Il giudice riporta la testimonianza resa in aula, quando Blasotti disse: 
"Come poteva succedere che una persona potesse andare a lavorare e morire di 
lavoro?" e aggiunse che aveva visto "per un periodo di tempo tanti manifesti 
di morte appesi ai muri della fabbrica quando portavo i bambini a scuola". E 
si è chiesta: perché continuare?". E' da questa domanda che emerge, secondo 
Casalbore, l'intensità del dolo, perché "sia De Cartier che Schmidheiny 
hanno continuato e non si sono fermati".

Nel processo Eternit si contestava agli imputati il disastro doloso e 
l'omissione di cautele antifortunistiche negli stabilimenti italiani della 
Eternit a Casale Monferrato, Cavagnolo, Rubiera e Bagnoli. Solo per i fatti 
contestati nei primi due stabilimenti gli imputati sono stati condannati. 

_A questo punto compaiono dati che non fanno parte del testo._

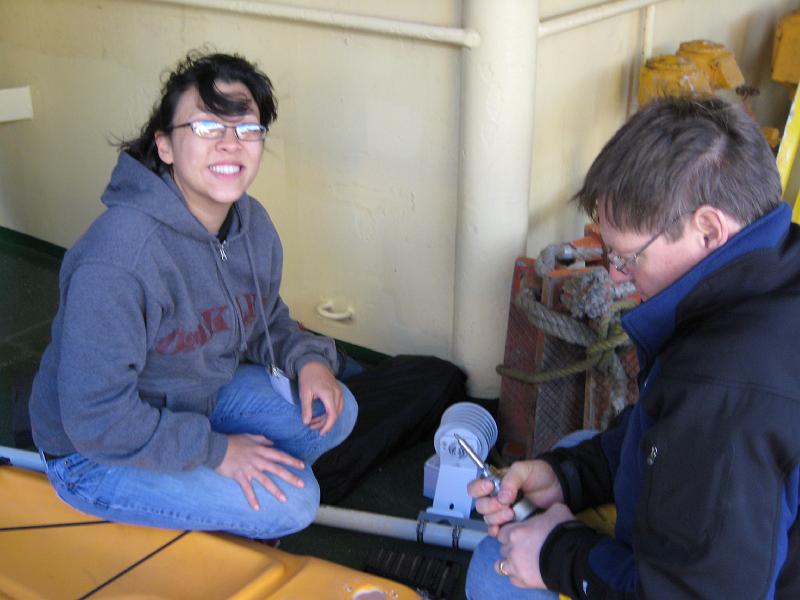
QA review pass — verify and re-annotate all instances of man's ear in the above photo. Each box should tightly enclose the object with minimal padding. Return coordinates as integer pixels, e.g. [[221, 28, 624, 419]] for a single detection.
[[691, 204, 739, 252], [155, 131, 175, 165]]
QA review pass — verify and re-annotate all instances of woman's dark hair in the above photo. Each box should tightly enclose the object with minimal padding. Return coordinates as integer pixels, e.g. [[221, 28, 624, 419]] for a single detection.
[[575, 97, 781, 239], [119, 50, 278, 174]]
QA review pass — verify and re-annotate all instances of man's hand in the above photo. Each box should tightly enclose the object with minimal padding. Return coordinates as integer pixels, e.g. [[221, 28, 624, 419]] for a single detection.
[[467, 460, 564, 536], [214, 433, 305, 510], [297, 362, 344, 435], [495, 503, 575, 589]]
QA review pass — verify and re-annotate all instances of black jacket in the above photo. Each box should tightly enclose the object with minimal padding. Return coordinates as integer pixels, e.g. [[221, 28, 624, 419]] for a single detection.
[[540, 204, 800, 600]]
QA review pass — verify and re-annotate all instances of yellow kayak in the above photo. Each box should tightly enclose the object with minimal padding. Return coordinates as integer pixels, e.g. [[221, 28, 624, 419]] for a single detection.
[[0, 466, 419, 600]]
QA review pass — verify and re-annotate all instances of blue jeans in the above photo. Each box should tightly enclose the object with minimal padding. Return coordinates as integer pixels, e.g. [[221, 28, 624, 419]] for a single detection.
[[465, 431, 597, 600], [47, 365, 358, 538]]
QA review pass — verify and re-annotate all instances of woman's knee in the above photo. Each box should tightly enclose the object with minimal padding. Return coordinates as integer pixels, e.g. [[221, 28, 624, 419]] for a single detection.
[[246, 477, 320, 538], [334, 382, 358, 443]]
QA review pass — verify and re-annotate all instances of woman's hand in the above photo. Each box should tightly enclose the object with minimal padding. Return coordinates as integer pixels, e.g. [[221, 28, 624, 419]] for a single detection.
[[214, 433, 305, 510], [298, 362, 344, 435], [467, 460, 564, 536], [495, 503, 575, 589]]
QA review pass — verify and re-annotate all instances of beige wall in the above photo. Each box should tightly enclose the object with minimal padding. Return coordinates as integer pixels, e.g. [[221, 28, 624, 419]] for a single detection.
[[0, 0, 800, 390]]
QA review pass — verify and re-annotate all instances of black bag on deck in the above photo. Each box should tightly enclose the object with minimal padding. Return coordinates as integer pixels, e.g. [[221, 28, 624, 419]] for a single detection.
[[313, 355, 466, 504]]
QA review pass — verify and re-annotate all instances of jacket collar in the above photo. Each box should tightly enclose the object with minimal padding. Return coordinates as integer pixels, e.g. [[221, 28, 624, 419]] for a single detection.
[[622, 202, 792, 370]]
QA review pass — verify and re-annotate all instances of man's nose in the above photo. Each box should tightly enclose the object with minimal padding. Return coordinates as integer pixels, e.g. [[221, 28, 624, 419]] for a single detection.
[[608, 265, 633, 284]]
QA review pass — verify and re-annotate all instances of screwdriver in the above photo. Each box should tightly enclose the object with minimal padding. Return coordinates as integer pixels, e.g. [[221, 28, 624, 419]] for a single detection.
[[453, 433, 537, 521]]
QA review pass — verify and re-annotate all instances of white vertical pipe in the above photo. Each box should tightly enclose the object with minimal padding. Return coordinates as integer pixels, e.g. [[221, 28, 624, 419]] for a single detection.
[[453, 0, 539, 398], [628, 4, 656, 115]]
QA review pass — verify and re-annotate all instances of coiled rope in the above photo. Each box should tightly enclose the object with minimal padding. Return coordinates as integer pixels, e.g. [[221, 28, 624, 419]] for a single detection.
[[497, 245, 637, 411]]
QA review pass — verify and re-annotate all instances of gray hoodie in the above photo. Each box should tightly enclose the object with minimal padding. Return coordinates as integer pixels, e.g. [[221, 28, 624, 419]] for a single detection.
[[30, 153, 336, 471]]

Scrive il giudice Giuseppe Casalbore, nelle motivazioni depositate oggi, che 
"gli imputati devono essere prosciolti dai reati di disastro commessi in 
Napoli Bagnoli e Rubiera e dai reati di dolosa omissione di cautele 
antinfortunistiche commessi fino al 13 agosto 1999, perché tali reati 
risultano estinti per prescrizione".